Organisations operating in high-hazard environments must therefore approach training as a strategic capability that’s deeply embedded in the culture of the organisation and resourced accordingly. Organisations that treat training not only as a way to build competence but as a means of organisational learning, are better placed to continuously adapt and improve based on learning outcomes from near misses, incident investigations, and frontline feedback.
This view is supported by the Health and Safety Executive (HSE), which has repeatedly emphasised the importance of competence as a pillar of effective risk control. According to HSE guidance, competence in safety-critical roles arises from a combination of formal qualifications, practical experience, and ongoing training. Yet, in too many cases, training remains generic, static, or overly focused on certification rather than capability.
The goal is to shape how individuals perceive situations, make decisions, and anticipate consequences. As Klein observed, “Expertise is not just about knowing more; it is about seeing differently”, suggesting that training should not only inform but transform.
This has practical implications for training design. First, scenarios should be context-rich and grounded in actual operational environments. Abstract hypotheticals do little to develop real-world judgement. Second, the training should be emotionally and cognitively engaging, replicating the time pressure and ambiguity that often characterise safety-critical events.
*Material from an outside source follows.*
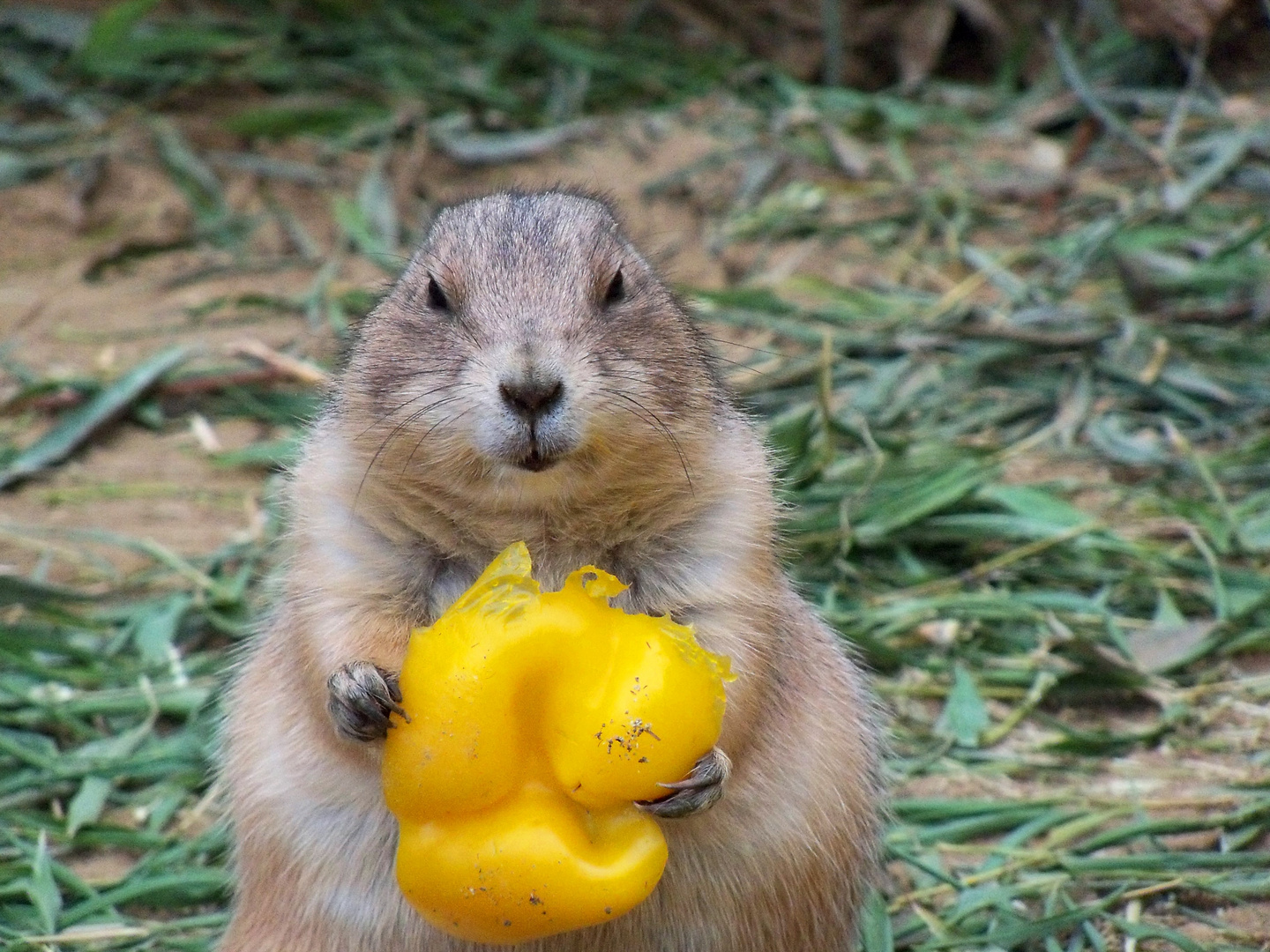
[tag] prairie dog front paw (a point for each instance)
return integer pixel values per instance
(360, 698)
(698, 791)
Third, participants must be encouraged to reflect on their decisions, consider alternative courses of action, and discuss trade-offs.
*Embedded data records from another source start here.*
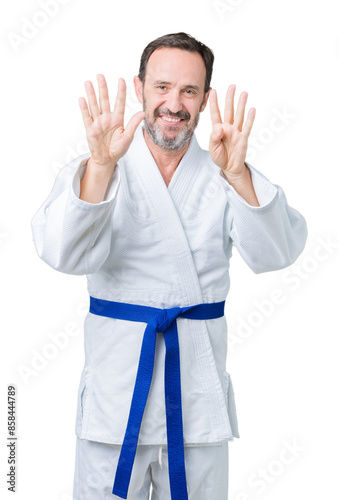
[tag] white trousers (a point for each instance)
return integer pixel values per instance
(95, 466)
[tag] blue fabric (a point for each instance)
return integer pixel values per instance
(158, 320)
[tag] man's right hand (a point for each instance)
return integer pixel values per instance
(107, 139)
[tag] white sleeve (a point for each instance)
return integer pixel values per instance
(71, 235)
(268, 237)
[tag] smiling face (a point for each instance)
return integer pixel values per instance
(172, 95)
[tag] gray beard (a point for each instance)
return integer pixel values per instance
(174, 143)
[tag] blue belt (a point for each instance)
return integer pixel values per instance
(158, 320)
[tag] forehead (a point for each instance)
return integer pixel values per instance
(176, 66)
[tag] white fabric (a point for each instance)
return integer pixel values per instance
(161, 246)
(206, 470)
Importantly, training must also recognise the social and organisational dimensions of safety. Many of the most serious incidents occur not because an individual failed in isolation, but because of systemic breakdowns in communication, leadership, or culture. Scenario-based training can and should incorporate these elements, challenging participants not only to perform tasks but to lead, communicate, and collaborate effectively under stress.
Organisational memory also plays a role here. Learning from past incidents must be systematically incorporated into training programmes. This means not just revisiting high-consequence incidents, but also capturing and codifying near-misses, small failures and even operational successes. A culture that supports learning from success as well as failure can offer powerful learning opportunities.
This approach to training is also strongly aligned with the characteristics of High Reliability Organisations (HROs), as described in the research of Karl Weick and Kathleen Sutcliffe. HROs operate in complex, high-risk environments, such as nuclear facilities, aircraft carriers, and emergency services, where failures can be catastrophic, yet are surprisingly rare.